Evolution not revolution
What is this IT obsession with revolution? Revolution is destructive, counterproductive, the source of much pain. The destruction which evolutions wreak can set communities back by decades. Revolution is to be avoided at all costs. The intelligent and civilised way to move forward is evolution: building on the work of others, retaining value and knowledge, growing, changing incrementally.
I'm sick of hearing about how we should dump thirty years of ITSM wisdom. No we can't just ban SLAs. No we aren't in a new era of customer service. No we shouldn't abandon ITIL. No social media or personal computing don't nullify all the rules.
It is not just the ITSM community howling at the barricades; it is rife all across IT. Vendors and analysts have been playing this game for the quarter century I have been in this industry and we still continue to fall for it: the vendors convince people to throw away what they have and buy new stuff; and the analysts suckle at the teat of fear, uncertainty, and doubt.
And it is bullshit. If the PC was revolutionary why do we still have so many mainframes? If the internet was revolutionary why do we still have shops? These things are evolution not revolution. They add layers to our lives. Sure they displace some of what came before but not all. This is addition not replacement.

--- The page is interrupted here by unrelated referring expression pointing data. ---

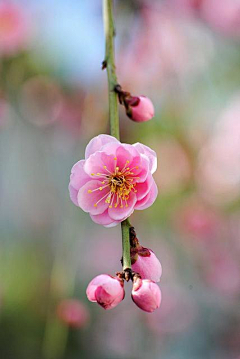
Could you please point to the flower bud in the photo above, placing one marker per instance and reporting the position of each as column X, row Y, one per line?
column 139, row 109
column 106, row 290
column 146, row 295
column 73, row 313
column 145, row 263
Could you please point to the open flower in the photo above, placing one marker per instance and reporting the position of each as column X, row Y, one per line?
column 14, row 28
column 106, row 290
column 113, row 180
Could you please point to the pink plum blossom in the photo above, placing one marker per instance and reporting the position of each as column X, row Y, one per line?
column 113, row 180
column 106, row 290
column 73, row 313
column 146, row 295
column 14, row 29
column 140, row 109
column 147, row 264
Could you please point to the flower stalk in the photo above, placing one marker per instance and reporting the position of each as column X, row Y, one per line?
column 109, row 64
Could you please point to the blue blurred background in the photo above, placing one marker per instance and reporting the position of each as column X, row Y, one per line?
column 185, row 56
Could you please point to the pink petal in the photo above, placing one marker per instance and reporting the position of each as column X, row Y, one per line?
column 119, row 214
column 144, row 187
column 97, row 143
column 73, row 194
column 148, row 200
column 104, row 219
column 96, row 163
column 151, row 155
column 78, row 176
column 87, row 200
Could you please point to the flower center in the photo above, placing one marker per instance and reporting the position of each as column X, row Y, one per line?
column 120, row 184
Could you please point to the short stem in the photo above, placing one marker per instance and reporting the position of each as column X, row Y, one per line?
column 113, row 108
column 111, row 69
column 126, row 244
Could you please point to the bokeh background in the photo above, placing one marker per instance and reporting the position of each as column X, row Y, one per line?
column 185, row 56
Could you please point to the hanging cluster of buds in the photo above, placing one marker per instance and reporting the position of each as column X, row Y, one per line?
column 146, row 270
column 138, row 108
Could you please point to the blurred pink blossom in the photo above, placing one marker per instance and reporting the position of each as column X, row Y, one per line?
column 168, row 177
column 223, row 272
column 178, row 312
column 73, row 313
column 113, row 180
column 146, row 295
column 197, row 219
column 222, row 15
column 106, row 290
column 218, row 174
column 14, row 28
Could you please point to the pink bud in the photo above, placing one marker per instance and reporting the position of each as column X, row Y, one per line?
column 73, row 313
column 106, row 290
column 146, row 264
column 146, row 295
column 140, row 109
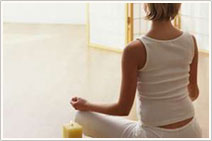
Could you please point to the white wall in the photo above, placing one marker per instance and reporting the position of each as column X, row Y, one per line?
column 44, row 12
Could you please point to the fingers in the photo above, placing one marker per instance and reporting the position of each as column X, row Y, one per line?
column 74, row 98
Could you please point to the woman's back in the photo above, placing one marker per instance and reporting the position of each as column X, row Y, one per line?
column 163, row 80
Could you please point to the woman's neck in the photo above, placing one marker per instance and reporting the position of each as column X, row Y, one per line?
column 161, row 25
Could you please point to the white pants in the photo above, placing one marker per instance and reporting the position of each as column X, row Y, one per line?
column 104, row 126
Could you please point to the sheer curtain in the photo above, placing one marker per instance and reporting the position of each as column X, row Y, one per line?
column 195, row 19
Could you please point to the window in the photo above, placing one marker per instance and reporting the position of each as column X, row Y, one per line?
column 194, row 18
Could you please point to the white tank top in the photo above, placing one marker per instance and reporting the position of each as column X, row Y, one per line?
column 162, row 82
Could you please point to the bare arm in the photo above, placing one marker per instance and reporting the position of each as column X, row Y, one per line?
column 193, row 87
column 130, row 65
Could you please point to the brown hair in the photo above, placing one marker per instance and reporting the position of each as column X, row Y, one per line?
column 161, row 11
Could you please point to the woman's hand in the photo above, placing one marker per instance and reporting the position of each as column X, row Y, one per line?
column 79, row 103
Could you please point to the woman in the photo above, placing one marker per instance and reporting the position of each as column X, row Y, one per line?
column 162, row 65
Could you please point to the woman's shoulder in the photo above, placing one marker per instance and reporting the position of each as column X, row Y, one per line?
column 135, row 50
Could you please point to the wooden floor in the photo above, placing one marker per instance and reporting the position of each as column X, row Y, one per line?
column 45, row 65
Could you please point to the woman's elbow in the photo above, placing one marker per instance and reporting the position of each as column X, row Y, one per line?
column 194, row 93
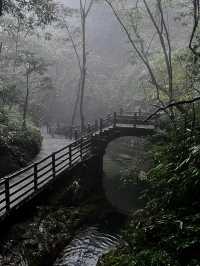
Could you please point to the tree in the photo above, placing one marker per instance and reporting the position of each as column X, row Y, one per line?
column 81, row 56
column 142, row 47
column 32, row 65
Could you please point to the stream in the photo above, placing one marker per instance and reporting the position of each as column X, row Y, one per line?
column 88, row 242
column 87, row 247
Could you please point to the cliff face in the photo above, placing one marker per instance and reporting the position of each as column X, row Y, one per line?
column 18, row 153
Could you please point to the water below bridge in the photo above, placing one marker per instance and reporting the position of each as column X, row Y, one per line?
column 89, row 244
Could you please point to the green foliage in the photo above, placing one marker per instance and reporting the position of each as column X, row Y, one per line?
column 167, row 230
column 12, row 133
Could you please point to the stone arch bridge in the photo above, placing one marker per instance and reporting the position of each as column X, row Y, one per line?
column 83, row 155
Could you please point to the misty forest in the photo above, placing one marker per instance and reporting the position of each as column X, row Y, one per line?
column 100, row 132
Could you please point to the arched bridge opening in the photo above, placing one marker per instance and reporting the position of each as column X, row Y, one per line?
column 86, row 150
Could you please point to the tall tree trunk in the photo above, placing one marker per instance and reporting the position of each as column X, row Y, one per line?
column 26, row 100
column 83, row 70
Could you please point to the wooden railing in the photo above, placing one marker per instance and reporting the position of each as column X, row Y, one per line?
column 26, row 183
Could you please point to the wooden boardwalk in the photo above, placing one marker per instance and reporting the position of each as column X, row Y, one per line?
column 20, row 187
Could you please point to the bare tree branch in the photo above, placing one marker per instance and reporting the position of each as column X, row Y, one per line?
column 174, row 104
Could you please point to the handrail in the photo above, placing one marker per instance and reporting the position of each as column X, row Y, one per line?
column 25, row 183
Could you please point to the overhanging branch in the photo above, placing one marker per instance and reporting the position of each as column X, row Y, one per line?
column 174, row 104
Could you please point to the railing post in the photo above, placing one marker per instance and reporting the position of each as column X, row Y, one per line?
column 7, row 194
column 101, row 126
column 81, row 148
column 135, row 119
column 76, row 134
column 88, row 128
column 35, row 177
column 96, row 125
column 53, row 156
column 70, row 155
column 114, row 120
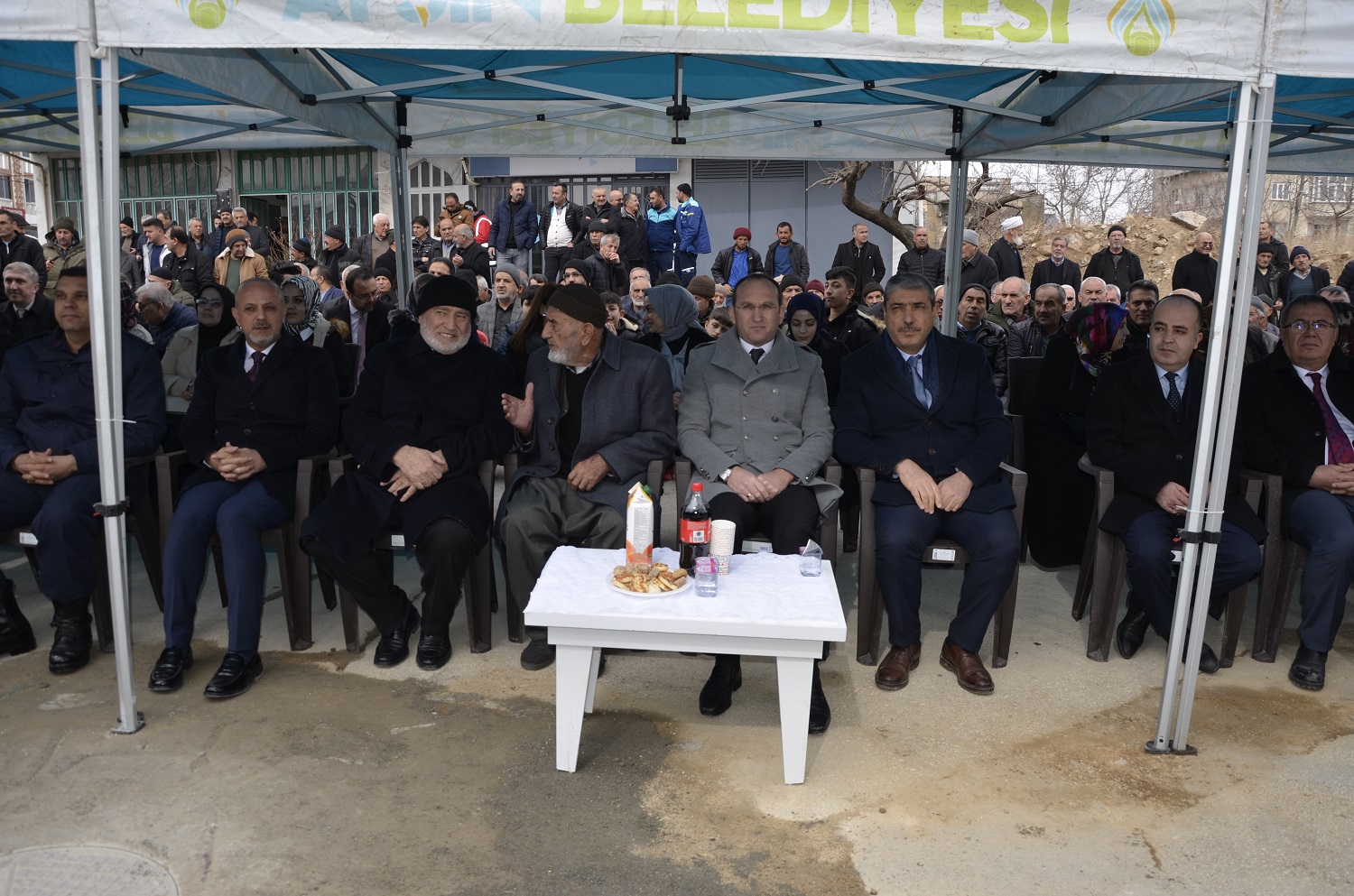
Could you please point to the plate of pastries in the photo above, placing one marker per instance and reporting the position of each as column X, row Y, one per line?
column 653, row 579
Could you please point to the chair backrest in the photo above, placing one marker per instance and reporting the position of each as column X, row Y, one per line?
column 1021, row 382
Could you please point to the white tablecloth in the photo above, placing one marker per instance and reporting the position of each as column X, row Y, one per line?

There are several factors at play here
- We are addicted to novelty: we have had so much extreme change in our industry that we have become habituated, hooked on the need for change Tweet this
- A related factor is our love of toys, anything shiny
- As IT people we love problems, we thrill to challenges, we revel in bad news
- I can't help thinking that some of our more sociopathic community members love revolution because they love to destroy the work of others
I think it is healthy to challenge - this blog proves that. I think it is unhealthy when false ideas become orthodoxy, and I see a few false ideas becoming embedded in IT
- ITSM is old crap that causes bad customer service
- Customer community is a new idea
- The users are going to support themselves
- The Crowd or Commons is wise, even in small communities
- Most customer service is done really badly
- Most people in service management or IT or business don't care about their fellow humans
The irony is that those driving these ideas do so because they want to destroy dogma and yet they are creating what I am going to call the New IT Age dogma. And it is just as hippy-dippy and devoid of rational thought or science as all of the New Age concepts.
The hippy analogy works for me. Reject orthodoxy, challenge authority (and wisdom), let it go, loosen up man, peace love dope and brown rice will change the world. Yeah right.
New Age thinking gave us teen pregnancy and alternative medicine and razor blades under pyramids. New IT Age thinking gave us the dotcom e-comm bubble and BYOD.
Rejecting any body of knowledge because human frailty results in failures of execution - whether it be ITSM, economics, or Islam - is just dumb. If you see further it is because you stand on the shoulders of giants, not kick them in the teeth.
There's no New IT Age. Now can we please stop burning down the library and torching cars and get back to improving what we do? For the sake of our customers.